Causal reasoning is a cornerstone of psychological research, influencing our understanding and treatment of a wide range of human experiences. Here are some key applications:

  • Clinical Psychology: Figuring out the underlying causes of mental disorders is crucial to creating effective treatments. This involves identifying the factors that contribute to conditions like depression and anxiety, and then designing interventions based on solid models of how behavior changes.
  • Social Psychology: Social psychologists delve into the reasons behind our social behaviors and attitudes. They investigate what makes people prejudiced, aggressive, or helpful, seeking to understand the causal chains that lead to these behaviors.
  • Developmental Psychology: Understanding how children develop is a major focus of psychology.

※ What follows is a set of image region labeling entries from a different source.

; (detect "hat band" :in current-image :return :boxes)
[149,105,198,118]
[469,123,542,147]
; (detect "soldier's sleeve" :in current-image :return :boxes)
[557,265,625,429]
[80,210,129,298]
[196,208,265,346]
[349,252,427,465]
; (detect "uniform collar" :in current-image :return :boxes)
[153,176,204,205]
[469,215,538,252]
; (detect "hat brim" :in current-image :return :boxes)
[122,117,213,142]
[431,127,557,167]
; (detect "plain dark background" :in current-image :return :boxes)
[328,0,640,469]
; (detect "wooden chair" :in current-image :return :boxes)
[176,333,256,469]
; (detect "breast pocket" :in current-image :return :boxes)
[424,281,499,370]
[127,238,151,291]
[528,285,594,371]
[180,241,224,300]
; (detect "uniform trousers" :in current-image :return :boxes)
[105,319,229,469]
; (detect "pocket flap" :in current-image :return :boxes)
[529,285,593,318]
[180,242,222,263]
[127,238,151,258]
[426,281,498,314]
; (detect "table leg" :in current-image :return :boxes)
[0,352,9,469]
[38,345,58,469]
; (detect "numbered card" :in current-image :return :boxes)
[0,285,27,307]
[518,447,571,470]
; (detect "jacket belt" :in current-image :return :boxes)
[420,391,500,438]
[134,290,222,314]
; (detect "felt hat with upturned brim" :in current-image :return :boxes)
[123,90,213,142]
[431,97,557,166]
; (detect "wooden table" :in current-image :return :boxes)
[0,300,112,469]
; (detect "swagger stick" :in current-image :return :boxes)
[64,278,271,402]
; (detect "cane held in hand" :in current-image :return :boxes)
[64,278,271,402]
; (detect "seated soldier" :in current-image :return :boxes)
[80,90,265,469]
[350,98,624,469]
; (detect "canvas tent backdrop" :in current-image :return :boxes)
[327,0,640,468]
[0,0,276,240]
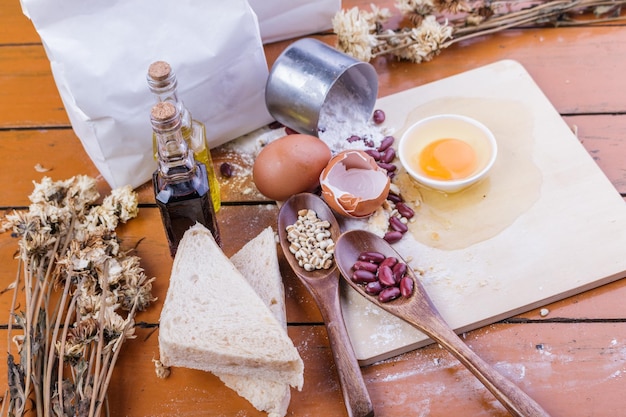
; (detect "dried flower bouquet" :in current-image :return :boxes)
[332,0,626,63]
[0,176,154,416]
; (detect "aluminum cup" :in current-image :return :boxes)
[265,38,378,136]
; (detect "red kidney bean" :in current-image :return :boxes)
[378,265,396,287]
[364,149,380,162]
[220,162,233,178]
[391,262,407,284]
[396,202,415,219]
[387,193,402,204]
[380,148,396,164]
[389,216,409,233]
[400,275,415,297]
[365,281,383,295]
[354,261,378,272]
[383,230,402,243]
[378,287,401,303]
[359,251,386,264]
[378,162,397,172]
[378,136,396,152]
[372,109,386,125]
[379,256,398,268]
[352,269,378,284]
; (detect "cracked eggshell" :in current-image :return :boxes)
[252,134,331,201]
[320,150,391,218]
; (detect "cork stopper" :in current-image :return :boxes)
[150,101,180,131]
[148,61,172,81]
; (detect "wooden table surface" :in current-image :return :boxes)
[0,0,626,417]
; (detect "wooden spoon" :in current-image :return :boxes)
[278,193,374,417]
[335,230,549,417]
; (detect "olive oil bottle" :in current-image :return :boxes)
[150,101,221,257]
[147,61,221,213]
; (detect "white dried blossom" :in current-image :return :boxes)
[394,16,452,63]
[332,7,377,62]
[395,0,435,16]
[101,185,139,223]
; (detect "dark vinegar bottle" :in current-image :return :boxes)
[150,102,221,257]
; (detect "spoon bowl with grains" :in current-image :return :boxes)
[278,193,374,417]
[335,230,548,417]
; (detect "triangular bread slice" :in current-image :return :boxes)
[218,227,291,417]
[159,224,304,389]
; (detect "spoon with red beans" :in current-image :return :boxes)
[278,193,374,417]
[335,230,549,417]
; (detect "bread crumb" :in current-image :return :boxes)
[35,164,52,172]
[152,359,171,379]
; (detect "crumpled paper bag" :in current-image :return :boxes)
[21,0,272,187]
[249,0,341,43]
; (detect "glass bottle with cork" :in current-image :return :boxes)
[147,61,221,213]
[150,101,221,257]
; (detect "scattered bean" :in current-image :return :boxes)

Researchers examine how parenting styles, early life experiences, and environmental factors have a lasting impact on a child’s growth and well-being.
  • Cognitive Psychology: This area explores the mechanisms that drive our cognitive processes. Researchers investigate the neural and cognitive causes of essential functions like memory, attention, and how we make decisions.

Frequently Asked Questions

What is an example of causality in psychology?

Let’s say researchers find that increased screen time is associated with lower academic performance in children. Demonstrating causality, however, requires more than just observing this correlation. To establish that screen time causes lower grades, psychologists would need to conduct controlled experiments. For instance, they might assign one group of children to limit their screen time and another group to continue with their usual habits. If, over time, the group with limited screen time consistently achieves higher grades than the control group, researchers can more confidently infer a causal relationship. It’s important to note that many factors can influence academic performance, so isolating screen time as the sole cause is often difficult.

What is a causal relationship in psychology?

In psychology, a causal relationship exists when a change in one variable (the independent variable) directly causes a change in another variable (the dependent variable). This means that the independent variable is the reason why the dependent variable changes. Establishing causality requires careful research design to rule out other potential explanations. For instance, let’s say a study shows that mindfulness meditation reduces anxiety. To claim a causal relationship, researchers would need to demonstrate that the meditation itself is responsible for the reduction in anxiety, and not some other factor, like the participants’ expectations or a pre-existing tendency toward relaxation. Random assignment to conditions and control groups are crucial elements in establishing causal links.

Closing Thoughts

Establishing causal relationships in psychology is tough, because it’s so difficult to rule out all the other potential factors that could be influencing the outcome. You have to be so careful about confounding variables.

It’s essential to remember that correlation does not equal causation, whether you’re reading research or applying psychological principles in the real world. We need well-designed studies and sophisticated statistical tools to have any hope of figuring out what’s really causing what.